Problem Solving

While factorizing a quadratic equation today, i actually took a bit long time to factorize and this amount of time is unacceptable in actual GMAT.

This is the equation - 9x^2 - 155x - 500
It actually took a bit of time to do the next step,
9x^2 - 180x + 25x - 500 = 0
and then proceeded to find the factors.

Is there any quicker way to factorize? As far as i know, i only know this old traditional method to factorize. In GMAT exam, we may face many number of quadratic equations and just cannot afford to spend valuable time in doing this calculation. Please help!

Hey Rapgust ! Could you please post a whole problem.
Well, you could solve this one using quadratic formula. But i don't think answers this big would be present on GMAT.

(-155^2-4*9*500)=D. then x1,2=(-b+-sqrt(D))/2a.
May be question asked to find a sum of 2 roots of the equation ? `

Thanks Nikolayz

That's also another formula i'm aware of. Yes this one can be used but this approach also takes some time to do the calculations stuff.

We could never say anything about what comes in GMAT. I will not be surprised if we get this kind of a big quadratic equation. Better to foresee everything instead of staring at the monitor!

papgust wrote:While factorizing a quadratic equation today, i actually took a bit long time to factorize and this amount of time is unacceptable in actual GMAT.

This is the equation - 9x^2 - 155x - 500
It actually took a bit of time to do the next step,
9x^2 - 180x + 25x - 500 = 0
and then proceeded to find the factors.

Is there any quicker way to factorize? As far as i know, i only know this old traditional method to factorize. In GMAT exam, we may face many number of quadratic equations and just cannot afford to spend valuable time in doing this calculation. Please help!

Were you just factoring the quadratic for fun? I thought Ian was the only person who did that!

It's extremely rare to see a quadratic on the GMAT with a coefficient other than 1 for the squared term.

When you do see such a problem, there's always a "trick" to solving without using the quadratic equation - I explicitly tell all my students NOT to bother memorizing the formula, since you'll never have to use it (although there may be questions on which you can use it).

For example, if this equation showed up in problem solving and we were asked to find a solution, we could simply backsolve (plug in the choices).

In other cases, the coefficient can be factored out.

e.g. "If 3x^2 + 27x - 30 = 0, what's one possible value for x?"

We could just rewrite the quadratic as:

3(x^2 + 9x - 10) = 0

and solve as usual.

In another question I saw, you could use part of the question to help you quickly solve. It was something like:

Which of the following is equivalent to (6x^2 + 19x + 15)/(3x + 5)?

and all of the choices were simple binomials, so you knew that (3x+5) had to be one of the solutions, making it trivial to find the other solution (6x^2/3x = 2x and 15/5 = 3, so you knew the other binomial had to be (2x+3)).

Even if you didn't see that trick, you could have picked numbers to solve instead of doing algebra.

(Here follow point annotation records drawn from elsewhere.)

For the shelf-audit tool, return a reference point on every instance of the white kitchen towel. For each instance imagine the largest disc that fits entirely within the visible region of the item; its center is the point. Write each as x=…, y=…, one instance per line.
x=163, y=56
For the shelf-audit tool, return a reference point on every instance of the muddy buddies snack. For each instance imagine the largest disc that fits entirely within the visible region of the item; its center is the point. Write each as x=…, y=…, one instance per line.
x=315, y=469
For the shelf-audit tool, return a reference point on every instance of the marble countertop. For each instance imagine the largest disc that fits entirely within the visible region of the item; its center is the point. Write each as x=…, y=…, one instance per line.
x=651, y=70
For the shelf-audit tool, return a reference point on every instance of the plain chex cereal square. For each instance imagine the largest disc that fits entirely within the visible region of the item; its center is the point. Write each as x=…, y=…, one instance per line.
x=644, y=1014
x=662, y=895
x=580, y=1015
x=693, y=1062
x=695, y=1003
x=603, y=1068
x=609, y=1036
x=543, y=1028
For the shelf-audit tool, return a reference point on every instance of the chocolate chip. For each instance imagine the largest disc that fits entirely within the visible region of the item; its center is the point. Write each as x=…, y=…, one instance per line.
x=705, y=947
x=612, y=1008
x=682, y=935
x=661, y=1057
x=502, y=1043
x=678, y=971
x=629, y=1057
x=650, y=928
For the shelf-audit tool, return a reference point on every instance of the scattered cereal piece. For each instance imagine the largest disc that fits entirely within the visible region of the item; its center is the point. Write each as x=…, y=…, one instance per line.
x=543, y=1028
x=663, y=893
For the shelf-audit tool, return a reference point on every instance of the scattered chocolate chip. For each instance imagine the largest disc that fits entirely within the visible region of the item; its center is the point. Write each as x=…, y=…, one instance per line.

If the quadratic you posted is from an actual question (and not from the 4th edition of "Fun Quadratics for long Car Trips"), please post the whole thing!

hehe Nice post Stuart =)
+1 for the whole problem

Hi Stuart,

Thanks for your tricks to solve quadratic equations. I never tried to solve this equation for fun like Ian used to I'm currently going through my basics in high school math book and while trying to solve a problem, i faced this equation. Glad to hear that this kind of a quadratic equation is a rare case.

Stuart Kovinsky wrote: Which of the following is equivalent to (6x^2 + 19x + 15)/(3x + 5)?

and all of the choices were simple binomials, so you knew that (3x+5) had to be one of the solutions, making it trivial to find the other solution (6x^2/3x = 2x and 15/5 = 3, so you knew the other binomial had to be (2x+3)).

The example you pointed out already have a factor of (3x+5). So if one factor is already given, the other factor can be found using this method.

But any tricks on how to find all the factors for a quadratic equation i posted where a common number cannot be taken out like your first example?

papgust wrote:Hi Stuart,

The example you pointed out already have a factor of (3x+5). So if one factor is already given, the other factor can be found using this method.

But any tricks on how to find all the factors for a quadratic equation i posted where a common number cannot be taken out like your first example?

As I said, it's extremely unlikely you'd have to do so on the GMAT.

However, you can start by looking at the first and last terms. In the example I gave, we have 6x^2 and 15. 15 has a limited number of possible factor pairs (1*15 or 3*5), as does 6 (1*6 or 2*3), so we can use trial and error effectively to find the pairs that also generate the right number of "x"s in the middle term.

If you actually needed to solve this for a math test you're probably also getting marks for your solution, so the quadratic formula would be appropriate; fortunately we don't care about getting 10/10 on the GMAT, just 1/1.